Je rappelle à ceux qui ne rejoignent en chemin que l’idée n’est pas d’entrer dans les détails ultra techniques et scientifiques sur les mouches et les espèces qu’elles imitent (les stages de pêche à la mouche sont bien plus adaptés pour ça), mais de dégrossir les généralités sur certains types de modèles.
Une imitation de trichoptères
Le terme « sedge », est en fait un mot générique anglais désignant l’imitation d’un insecte de l’ordre des trichoptères. Vous pourrez aussi les rencontrer sous l’appellation de caddisflies. Il faut bien différencier ce terme du nom de l’insecte. Sedge n’est que le nom de l’imitation.
Les trichoptères sont des insectes aquatiques, tout comme les éphéméroptères donc nous parlions la semaine dernière. On en trouverait en Europe environ 18 familles d’espèces. Les plus connues des pêcheurs à la mouche sont les Brachycentridae, les Rhyacophilidae, Hydropsychidae, Limnephilidae et surtout la famille des Phryganeidae (les fameux Phryganes).
Le nom de cet ordre d’insectes « Trichoptera », signifie « les ailes en forme de toit ». En effet, lorsqu’on les observe, on se rend compte que les ailes des trichoptères sont disposées en triangle au dessus de l’abdomen et forment comme un toit. Ce sont en quelque sorte nos papillons aquatiques (l’ordre des trichoptères se rapproche d’ailleurs de très près de celui des Lépidoptères -les papillons-)
Je n’ai pas retrouvé de photo de Trichoptères dans mes archives personnelles, mais je vous invite à fouiller sur le net pour voir à quoi ils ressemblent.
D’autre insectes similaires
Les trichoptères ne sont pas les seuls insectes (même si ce sont les principales) qui peuvent être imités par les sedges. D’autres ordres et familles d’espèces disposent de morphologie relativement proches. C’est notamment le cas des Sialidae (Sialis, de l’ordre des Mégaptères) qui leur ressemblent beaucoup (qu’on distingue facilement aux capillarités de leur ailes), mais aussi dans une moindre mesure de certains insectes de l’ordre des Plécoptères.

La star des coups du soir
Les éclosions (émergences pour utiliser le terme exacte) de trichoptères ont généralement lieu à partir du mois d’avril mais s’intensifient dès le mois de mai. Elles sont plus rares lors des grandes chaleur d’été mais réapparaissent parfois en septembre. En automne et hiver, elles sont quasiment inexistantes. Les trichoptères, comme les éphémères, vivent la première partie de leur vie sous l’eau.
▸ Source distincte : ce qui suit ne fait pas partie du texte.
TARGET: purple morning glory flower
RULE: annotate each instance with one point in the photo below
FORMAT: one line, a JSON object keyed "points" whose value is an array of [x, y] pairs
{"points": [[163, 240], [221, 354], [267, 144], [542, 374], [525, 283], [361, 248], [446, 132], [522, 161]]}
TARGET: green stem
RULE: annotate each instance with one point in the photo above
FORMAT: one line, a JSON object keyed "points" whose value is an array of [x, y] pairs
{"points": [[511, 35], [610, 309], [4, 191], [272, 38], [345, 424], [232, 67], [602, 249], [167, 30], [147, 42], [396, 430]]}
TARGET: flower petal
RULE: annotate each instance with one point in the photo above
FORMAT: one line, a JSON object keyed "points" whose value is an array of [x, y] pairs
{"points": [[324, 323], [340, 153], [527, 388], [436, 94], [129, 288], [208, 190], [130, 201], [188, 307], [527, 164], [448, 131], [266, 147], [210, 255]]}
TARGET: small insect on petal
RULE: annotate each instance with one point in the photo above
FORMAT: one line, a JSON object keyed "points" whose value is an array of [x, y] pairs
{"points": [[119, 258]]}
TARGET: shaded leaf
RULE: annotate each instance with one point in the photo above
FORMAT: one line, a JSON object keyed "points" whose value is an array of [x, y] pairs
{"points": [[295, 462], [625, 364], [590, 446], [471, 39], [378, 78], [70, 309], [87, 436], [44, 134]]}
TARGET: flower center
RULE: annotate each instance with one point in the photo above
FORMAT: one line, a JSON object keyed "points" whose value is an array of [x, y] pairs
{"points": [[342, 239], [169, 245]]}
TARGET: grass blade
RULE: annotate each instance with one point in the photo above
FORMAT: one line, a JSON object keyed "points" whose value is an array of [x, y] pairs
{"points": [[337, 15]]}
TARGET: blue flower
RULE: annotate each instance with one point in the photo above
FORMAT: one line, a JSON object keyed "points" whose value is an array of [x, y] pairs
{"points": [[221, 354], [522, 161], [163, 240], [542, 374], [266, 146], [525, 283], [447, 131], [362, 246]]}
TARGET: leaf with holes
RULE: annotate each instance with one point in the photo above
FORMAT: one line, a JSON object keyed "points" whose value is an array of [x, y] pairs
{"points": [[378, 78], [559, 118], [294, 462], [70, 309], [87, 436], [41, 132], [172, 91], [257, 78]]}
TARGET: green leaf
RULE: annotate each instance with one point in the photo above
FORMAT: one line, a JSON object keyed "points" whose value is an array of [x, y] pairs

Ces larves construisent et vivent pour la plupart dans des fourreaux de branchages ou micro-granulats. Elles sont souvent appelées porte-bois ou porte-pierres et ainsi facilement reconnaissables !
Il se produit au terme de cette vie larvaire une étape qui n’existe pas chez les éphéméroptères par exemple. La larve se transforme en pupe, un peu comme la chenille lorsqu’elle forme sa chrysalide pour devenir papillon. Ce stade peut durer plusieurs jours durant lesquels l’insecte prépare sa transformation en adulte. Au terme, il se déplace vers la surface pour émerger et terminer la métamorphose.
Les émergences se produisent le plus souvent juste avant la nuit ou tôt le matin. Il arrive aussi qu’elle apparaissent lors de journées printanières très maussades.
Le sedge en flanc de canard que je vous décrit ici même imite deux stades de la vie de l’insecte. Tout d’abord, du fait de sa flottaison basse, il est idéal pour imiter l’émergence du trichoptère, juste avant que les ailes ne sèchent et que l’insecte puisse s’envoler de la surface de l’eau. D’autre part, il imite aussi l’insecte mort noyé dérivant au fil du courant.
Une grande partie des trichoptères adultes sont de couleur sombre et brunâtre. Le coloris « brun-roux » naturel des plumes de flanc de canard est donc parfait pour en imiter une majorité. Toutefois, pour imiter des trichoptères aux tons plus clairs, les plumes de poitrail de canne sont bien meilleures !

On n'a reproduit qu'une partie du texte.